Loading...

verticapy.machine_learning.model_selection.statistical_tests.tsa.cochrane_orcutt#

verticapy.machine_learning.model_selection.statistical_tests.tsa.cochrane_orcutt(model: LinearModel, input_relation: str | vDataFrame, ts: str, prais_winsten: bool = False, drop_tmp_model: bool = True) LinearModel#

Performs a Cochrane-Orcutt estimation.

Parameters#

model: LinearModel

Linear regression object.

input_relation: SQLRelation

Input relation.

ts: str

vDataColumn of numeric or date-like type (date, datetime, timestamp, etc.) used as the timeline and to order the data.

prais_winsten: bool, optional

If True, retains the first observation of the time series, increasing precision and efficiency. This configuration is called the Prais–Winsten estimation.
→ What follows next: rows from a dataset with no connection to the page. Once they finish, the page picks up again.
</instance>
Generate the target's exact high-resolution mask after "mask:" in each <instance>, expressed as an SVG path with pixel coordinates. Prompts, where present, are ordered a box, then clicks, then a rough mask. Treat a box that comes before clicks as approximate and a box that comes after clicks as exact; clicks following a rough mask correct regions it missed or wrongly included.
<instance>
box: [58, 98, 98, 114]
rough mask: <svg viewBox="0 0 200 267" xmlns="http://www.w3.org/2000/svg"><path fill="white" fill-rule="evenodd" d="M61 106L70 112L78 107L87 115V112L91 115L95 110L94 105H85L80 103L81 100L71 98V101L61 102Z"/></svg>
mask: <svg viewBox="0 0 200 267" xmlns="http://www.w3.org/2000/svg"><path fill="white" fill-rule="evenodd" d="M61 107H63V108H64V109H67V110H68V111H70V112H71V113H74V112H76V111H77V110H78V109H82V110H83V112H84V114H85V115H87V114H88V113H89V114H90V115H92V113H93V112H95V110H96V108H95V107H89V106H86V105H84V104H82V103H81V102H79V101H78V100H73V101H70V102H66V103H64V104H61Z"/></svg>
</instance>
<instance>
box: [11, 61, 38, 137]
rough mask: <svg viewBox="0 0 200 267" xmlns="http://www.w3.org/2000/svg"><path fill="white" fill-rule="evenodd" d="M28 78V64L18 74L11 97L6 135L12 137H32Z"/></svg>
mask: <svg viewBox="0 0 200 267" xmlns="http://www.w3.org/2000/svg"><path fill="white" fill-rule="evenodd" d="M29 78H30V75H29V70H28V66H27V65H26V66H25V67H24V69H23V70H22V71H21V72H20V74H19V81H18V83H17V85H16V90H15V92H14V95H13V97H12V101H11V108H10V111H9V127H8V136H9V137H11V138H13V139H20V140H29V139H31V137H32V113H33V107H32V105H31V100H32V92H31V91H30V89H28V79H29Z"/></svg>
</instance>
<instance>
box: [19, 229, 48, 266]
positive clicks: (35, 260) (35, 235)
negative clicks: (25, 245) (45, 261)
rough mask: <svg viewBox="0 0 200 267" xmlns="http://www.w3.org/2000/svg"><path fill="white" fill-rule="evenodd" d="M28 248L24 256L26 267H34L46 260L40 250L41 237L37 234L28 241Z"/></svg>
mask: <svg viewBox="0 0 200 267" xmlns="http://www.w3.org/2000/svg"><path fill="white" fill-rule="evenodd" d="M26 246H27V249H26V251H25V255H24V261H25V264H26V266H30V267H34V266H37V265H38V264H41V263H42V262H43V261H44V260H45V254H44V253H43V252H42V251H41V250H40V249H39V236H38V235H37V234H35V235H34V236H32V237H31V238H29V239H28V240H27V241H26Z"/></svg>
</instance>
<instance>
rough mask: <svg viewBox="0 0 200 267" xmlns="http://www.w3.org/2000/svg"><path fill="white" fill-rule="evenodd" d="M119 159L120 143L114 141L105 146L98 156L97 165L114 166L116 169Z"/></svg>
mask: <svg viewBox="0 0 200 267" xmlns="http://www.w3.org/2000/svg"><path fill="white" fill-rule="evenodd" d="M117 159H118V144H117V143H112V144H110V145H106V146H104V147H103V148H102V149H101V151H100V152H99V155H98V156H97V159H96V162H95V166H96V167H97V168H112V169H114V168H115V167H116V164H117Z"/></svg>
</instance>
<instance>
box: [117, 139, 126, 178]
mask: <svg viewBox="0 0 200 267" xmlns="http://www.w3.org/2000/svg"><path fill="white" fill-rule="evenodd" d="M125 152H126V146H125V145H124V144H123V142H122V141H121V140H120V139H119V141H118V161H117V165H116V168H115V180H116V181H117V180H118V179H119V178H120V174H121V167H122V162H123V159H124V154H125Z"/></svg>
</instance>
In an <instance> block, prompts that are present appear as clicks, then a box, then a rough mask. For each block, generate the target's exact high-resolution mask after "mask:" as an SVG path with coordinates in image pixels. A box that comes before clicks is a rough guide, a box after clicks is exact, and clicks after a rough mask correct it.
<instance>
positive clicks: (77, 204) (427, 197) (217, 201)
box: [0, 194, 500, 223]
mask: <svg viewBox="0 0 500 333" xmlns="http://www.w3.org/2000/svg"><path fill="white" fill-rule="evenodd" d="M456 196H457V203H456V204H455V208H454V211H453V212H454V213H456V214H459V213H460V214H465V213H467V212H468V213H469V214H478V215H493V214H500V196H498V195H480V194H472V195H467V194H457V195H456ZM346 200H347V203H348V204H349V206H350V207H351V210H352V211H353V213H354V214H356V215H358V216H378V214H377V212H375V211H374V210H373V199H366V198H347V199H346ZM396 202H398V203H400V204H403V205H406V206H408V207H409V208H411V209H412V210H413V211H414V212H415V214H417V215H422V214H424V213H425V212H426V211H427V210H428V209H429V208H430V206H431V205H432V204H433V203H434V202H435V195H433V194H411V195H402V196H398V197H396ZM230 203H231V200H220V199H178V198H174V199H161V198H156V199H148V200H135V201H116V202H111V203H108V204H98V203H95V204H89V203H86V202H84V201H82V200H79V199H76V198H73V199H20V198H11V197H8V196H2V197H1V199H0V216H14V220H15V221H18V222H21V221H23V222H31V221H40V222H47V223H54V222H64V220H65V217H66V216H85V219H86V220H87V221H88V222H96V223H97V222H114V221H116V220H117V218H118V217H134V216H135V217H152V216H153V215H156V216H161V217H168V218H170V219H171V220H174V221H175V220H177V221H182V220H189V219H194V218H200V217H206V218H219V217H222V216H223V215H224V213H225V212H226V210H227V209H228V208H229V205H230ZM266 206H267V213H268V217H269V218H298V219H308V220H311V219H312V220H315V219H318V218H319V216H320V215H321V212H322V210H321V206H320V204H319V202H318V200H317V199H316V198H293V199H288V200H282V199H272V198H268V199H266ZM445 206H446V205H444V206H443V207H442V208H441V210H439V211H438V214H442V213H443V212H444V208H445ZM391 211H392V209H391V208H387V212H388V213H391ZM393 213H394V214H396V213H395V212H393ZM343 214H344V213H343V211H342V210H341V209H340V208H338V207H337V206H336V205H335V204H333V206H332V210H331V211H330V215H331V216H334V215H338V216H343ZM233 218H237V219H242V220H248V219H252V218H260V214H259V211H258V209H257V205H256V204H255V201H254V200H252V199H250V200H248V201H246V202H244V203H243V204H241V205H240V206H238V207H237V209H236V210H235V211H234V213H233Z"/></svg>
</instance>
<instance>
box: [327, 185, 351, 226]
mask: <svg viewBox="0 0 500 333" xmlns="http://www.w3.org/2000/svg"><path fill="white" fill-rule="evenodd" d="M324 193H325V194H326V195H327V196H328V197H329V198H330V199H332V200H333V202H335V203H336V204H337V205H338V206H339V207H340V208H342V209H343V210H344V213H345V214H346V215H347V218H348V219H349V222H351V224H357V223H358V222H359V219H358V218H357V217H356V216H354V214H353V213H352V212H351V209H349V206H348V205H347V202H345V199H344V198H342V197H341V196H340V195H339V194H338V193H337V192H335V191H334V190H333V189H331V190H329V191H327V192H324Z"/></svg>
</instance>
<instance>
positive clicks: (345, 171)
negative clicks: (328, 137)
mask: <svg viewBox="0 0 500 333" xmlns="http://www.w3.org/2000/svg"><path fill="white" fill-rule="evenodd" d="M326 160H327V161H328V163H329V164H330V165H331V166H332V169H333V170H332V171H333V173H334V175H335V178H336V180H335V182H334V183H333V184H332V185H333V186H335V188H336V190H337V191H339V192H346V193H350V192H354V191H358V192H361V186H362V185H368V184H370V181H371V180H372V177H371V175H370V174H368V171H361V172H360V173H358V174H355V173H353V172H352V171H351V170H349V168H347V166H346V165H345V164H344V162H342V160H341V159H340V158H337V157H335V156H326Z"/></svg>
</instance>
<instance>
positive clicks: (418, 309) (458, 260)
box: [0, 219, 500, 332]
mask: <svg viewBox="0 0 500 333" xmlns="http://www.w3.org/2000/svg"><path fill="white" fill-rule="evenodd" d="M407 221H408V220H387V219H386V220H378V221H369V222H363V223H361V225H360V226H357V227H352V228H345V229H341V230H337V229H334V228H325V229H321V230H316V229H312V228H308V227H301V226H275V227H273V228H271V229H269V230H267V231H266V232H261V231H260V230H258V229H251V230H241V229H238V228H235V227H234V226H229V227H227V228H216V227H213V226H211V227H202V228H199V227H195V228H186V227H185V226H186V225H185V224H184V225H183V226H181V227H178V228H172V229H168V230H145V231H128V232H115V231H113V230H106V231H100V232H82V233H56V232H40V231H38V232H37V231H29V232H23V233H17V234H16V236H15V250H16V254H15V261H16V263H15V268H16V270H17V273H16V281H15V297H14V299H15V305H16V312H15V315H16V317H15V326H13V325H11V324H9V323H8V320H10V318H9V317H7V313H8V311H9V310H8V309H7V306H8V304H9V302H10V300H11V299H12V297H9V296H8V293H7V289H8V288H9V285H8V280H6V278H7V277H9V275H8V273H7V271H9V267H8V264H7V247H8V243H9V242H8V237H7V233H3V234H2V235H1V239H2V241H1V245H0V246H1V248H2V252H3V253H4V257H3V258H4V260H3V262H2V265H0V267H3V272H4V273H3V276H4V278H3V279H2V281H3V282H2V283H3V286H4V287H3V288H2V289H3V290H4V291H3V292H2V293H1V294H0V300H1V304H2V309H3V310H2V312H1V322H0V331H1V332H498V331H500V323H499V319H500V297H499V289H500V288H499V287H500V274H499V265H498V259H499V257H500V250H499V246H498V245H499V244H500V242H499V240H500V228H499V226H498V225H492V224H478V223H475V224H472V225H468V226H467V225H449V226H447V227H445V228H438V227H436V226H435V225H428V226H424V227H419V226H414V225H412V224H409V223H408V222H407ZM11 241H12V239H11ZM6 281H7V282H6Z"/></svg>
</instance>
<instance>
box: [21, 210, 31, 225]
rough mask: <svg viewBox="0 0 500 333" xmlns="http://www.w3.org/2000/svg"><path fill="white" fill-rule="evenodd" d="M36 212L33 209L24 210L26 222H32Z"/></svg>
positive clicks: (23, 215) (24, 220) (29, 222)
drop_tmp_model: bool, optional

If true, drops the temporary model.

Returns#

model_tmp

A Linear Model with the different information stored as attributes:

Examples#

Initialization#

Let’s try this test on a dummy dataset that has the following elements:

  • A value of interest that has noise related to time

  • Time-stamp data

Before we begin we can import the necessary libraries:

import verticapy as vp

import numpy as np

Example 1: Trend#

Now we can create the dummy dataset:

# Initialization
N = 30 # Number of Rows.

days = list(range(N))

y_val = [2 * x + np.random.normal(scale = 4 * x) for x in days]

# vDataFrame
vdf = vp.vDataFrame(
    {
        "day": days,
        "y1": y_val,
    }
)

We can visually inspect the trend by drawing the appropriate graph:

vdf.scatter(["day", "y1"])

Model Fitting#

Next, we can fit a Linear Model. To do that we need to first import the model and intialize:

from verticapy.machine_learning.vertica.linear_model import LinearRegression

model = LinearRegression()

Next we can fit the model:

model.fit(vdf, X = "day", y = "y1")

Now we can apply the Cochrane-Orcutt estimation to get the new modified model:

from verticapy.machine_learning.model_selection.statistical_tests import cochrane_orcutt

new_model = cochrane_orcutt(model = model, input_relation = vdf, ts = "day")

Now we can compare the coefficients of both the models to see the difference.

model.coef_
Out[12]: array([-0.32161423])
new_model.coef_
Out[13]: array([-0.7573264])

We can see that the new model has slightly different coefficients to cater for the autocorrelated noise.